I tense. "Is that an order?"

"It is now," says Nick.

 

When I get home after
receiving my mission orders and preemptive chewing-out from
Angleton I find my key doesn't turn in the lock. It's dark and it's
raining so I lean on the doorbell continuously until the door swings
open. Pinky stands behind it, one hand on the latch. "What took you so
long?" I ask him.

He steps back. "These are yours, I believe," he
says, handing me a bunch of shiny new keys. He clanks as he walks; he's
wearing black combat boots, matching trousers, what looks like a
leather vest, and enough chains to stock a medium-sized prison. "I'm
off clubbing tonight."

"Why the new keys?" I close the door and shake
my hair, shrug off my coat, and try to find room to hang it in the hall.

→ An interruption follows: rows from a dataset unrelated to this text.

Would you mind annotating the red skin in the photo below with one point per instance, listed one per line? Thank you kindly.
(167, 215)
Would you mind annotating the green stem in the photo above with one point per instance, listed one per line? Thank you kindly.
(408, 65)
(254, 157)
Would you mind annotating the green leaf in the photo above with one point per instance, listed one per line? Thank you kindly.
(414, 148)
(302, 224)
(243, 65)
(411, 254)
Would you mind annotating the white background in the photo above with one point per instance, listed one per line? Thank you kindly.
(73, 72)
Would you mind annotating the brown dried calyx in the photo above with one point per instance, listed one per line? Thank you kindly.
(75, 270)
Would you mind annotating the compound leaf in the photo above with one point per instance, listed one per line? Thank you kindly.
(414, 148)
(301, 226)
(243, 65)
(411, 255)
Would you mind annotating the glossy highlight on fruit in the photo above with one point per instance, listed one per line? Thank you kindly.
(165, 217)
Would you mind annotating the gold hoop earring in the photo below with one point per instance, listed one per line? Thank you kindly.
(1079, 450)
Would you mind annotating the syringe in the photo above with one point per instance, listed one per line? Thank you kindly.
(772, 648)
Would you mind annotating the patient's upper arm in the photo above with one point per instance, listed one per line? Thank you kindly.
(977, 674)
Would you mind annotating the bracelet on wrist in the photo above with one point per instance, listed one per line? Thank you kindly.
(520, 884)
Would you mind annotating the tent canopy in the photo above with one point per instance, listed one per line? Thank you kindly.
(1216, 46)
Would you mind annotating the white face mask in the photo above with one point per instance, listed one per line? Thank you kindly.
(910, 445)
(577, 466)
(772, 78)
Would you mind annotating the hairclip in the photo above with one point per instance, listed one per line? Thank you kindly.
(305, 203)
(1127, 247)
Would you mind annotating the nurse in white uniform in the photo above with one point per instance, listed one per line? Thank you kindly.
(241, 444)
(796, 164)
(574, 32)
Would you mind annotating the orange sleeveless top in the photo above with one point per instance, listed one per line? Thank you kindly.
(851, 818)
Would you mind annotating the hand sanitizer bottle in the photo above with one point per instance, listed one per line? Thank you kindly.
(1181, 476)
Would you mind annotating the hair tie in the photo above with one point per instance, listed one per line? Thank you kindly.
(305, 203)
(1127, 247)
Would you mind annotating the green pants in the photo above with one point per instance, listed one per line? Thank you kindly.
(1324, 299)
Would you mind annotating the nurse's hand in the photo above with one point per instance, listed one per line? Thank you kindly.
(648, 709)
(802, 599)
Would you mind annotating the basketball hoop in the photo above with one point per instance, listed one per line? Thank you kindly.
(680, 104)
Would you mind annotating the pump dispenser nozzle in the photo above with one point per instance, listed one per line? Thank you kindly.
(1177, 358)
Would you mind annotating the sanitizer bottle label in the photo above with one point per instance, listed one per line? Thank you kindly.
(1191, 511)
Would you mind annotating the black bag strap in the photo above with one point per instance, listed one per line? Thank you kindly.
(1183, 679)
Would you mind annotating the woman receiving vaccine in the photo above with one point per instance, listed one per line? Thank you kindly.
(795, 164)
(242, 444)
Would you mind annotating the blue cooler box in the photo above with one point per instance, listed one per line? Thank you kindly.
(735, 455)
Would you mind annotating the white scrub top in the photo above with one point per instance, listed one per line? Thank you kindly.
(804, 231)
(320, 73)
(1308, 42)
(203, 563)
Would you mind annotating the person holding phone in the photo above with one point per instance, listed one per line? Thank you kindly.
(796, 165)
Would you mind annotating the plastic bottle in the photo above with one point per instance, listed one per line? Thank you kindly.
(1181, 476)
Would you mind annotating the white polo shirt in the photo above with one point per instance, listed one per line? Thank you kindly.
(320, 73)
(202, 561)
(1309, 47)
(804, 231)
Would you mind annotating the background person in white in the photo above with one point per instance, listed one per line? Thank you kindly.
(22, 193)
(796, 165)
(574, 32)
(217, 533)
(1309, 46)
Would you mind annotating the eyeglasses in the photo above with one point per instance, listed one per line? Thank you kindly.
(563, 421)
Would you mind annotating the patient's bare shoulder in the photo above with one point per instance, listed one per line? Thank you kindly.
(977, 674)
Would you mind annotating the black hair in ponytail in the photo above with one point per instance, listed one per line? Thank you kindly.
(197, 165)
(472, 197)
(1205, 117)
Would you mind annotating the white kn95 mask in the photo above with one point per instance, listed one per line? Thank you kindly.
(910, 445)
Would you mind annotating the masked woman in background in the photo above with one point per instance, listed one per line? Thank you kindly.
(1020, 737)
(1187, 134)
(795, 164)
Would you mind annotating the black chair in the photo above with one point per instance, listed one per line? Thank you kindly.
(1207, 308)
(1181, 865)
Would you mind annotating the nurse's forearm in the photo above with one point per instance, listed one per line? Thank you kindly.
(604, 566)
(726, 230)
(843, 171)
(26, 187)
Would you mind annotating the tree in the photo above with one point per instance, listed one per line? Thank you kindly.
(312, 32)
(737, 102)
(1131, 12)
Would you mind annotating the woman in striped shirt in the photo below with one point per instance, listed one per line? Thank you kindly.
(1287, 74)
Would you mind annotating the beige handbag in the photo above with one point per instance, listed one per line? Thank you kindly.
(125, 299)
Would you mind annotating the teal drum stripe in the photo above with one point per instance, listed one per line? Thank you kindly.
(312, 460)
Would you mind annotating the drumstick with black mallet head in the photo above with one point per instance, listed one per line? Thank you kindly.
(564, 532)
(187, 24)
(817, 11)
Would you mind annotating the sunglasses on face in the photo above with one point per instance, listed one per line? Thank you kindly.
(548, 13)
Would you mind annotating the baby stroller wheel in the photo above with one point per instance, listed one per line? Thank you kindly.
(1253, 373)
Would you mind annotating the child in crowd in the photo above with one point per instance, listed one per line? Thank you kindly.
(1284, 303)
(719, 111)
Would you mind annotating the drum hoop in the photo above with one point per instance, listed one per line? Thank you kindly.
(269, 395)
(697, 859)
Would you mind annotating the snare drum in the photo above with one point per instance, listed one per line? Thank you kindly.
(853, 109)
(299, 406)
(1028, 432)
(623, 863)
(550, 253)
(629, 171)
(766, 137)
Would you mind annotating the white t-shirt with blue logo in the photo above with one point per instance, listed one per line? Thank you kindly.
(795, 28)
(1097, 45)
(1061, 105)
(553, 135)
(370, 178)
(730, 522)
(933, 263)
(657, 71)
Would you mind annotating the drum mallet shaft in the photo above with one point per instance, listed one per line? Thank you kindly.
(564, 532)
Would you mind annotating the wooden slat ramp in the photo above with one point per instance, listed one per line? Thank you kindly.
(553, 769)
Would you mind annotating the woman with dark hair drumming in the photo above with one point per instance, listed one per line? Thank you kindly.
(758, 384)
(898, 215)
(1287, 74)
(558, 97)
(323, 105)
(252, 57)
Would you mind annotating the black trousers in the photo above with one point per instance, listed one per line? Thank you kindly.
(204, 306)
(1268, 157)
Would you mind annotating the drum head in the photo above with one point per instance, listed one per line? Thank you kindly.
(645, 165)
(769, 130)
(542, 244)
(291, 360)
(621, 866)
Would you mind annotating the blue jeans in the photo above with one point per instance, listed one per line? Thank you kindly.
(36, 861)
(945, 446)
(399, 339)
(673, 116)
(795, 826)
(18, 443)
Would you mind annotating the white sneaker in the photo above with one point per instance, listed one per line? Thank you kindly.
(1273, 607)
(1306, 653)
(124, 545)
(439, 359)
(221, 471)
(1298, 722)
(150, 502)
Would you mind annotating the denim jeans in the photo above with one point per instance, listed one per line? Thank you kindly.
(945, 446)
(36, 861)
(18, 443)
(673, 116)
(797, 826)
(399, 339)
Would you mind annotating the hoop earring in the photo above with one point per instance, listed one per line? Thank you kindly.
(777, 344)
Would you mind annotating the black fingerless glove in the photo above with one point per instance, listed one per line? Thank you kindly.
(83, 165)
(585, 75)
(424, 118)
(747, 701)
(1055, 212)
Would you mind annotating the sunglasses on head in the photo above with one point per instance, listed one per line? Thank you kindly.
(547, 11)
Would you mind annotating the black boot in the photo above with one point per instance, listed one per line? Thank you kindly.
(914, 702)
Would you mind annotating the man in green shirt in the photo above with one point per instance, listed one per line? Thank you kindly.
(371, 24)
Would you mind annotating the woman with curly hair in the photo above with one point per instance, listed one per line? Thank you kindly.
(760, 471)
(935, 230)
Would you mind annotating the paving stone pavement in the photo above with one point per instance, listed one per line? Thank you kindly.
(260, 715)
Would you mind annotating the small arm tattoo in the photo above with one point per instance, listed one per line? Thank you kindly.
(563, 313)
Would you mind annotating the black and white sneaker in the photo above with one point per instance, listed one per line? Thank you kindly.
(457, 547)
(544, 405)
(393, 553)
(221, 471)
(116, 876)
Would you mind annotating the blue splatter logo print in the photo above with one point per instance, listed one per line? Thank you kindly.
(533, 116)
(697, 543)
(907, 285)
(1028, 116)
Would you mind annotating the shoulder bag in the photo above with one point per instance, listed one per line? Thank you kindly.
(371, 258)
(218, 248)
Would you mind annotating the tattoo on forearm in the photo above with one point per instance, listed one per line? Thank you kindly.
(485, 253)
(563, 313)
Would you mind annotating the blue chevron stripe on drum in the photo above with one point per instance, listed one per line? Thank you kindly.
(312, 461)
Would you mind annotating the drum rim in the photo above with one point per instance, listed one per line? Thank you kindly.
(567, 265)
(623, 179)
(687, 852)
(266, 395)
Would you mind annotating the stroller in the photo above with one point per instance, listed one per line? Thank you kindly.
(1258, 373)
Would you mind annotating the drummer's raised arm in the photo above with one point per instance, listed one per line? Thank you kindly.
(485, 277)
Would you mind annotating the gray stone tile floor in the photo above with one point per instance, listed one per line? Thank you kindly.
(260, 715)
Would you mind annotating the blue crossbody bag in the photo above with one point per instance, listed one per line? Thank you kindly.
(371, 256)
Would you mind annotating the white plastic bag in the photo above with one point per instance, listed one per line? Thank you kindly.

"They changed the locks today," he says
conversationally, "departmental orders, apparently." There's a new mat
inside the front door, and when I look closely I see silvery lettering
in a very small font stitched into its edges. "They came and swept the
house for listeners and actors then renewed the wards on all the
windows, the doors, the air vents—even the chimney. Any idea why?"

"Yeah," I grunt. I head for the kitchen,
squeezing past someone's battered suitcases that are parked in the hall.

"We've got a new flatmate, too," he adds. "Oh,
Mhari's fucked off again, but this time she says she's moving into
House Orange for good."

"Ah-hum."
Twist the knife in the wound, why
don't you?
I inspect the kettle, then poke around inside my
cupboard to see if there's any food more substantial than a pot noodle.

"You'll probably like the new flatmate, though,"
Pinky continues. "She's helping Brains with his omelettes in the front
cellar—he's using high-intensity ultrasound, this time."

I find a pot noodle and a desiccated supermarket
pizza base. There's cheese and tomato paste in the fridge, and a pork
sausage I can chop up to go on top of it, so I turn the grill on. "Any
newspapers?" I ask.

"Newspapers? Why?"

"I have to book a flight. I'm taking a week's
leave next Monday, and it's already Wednesday."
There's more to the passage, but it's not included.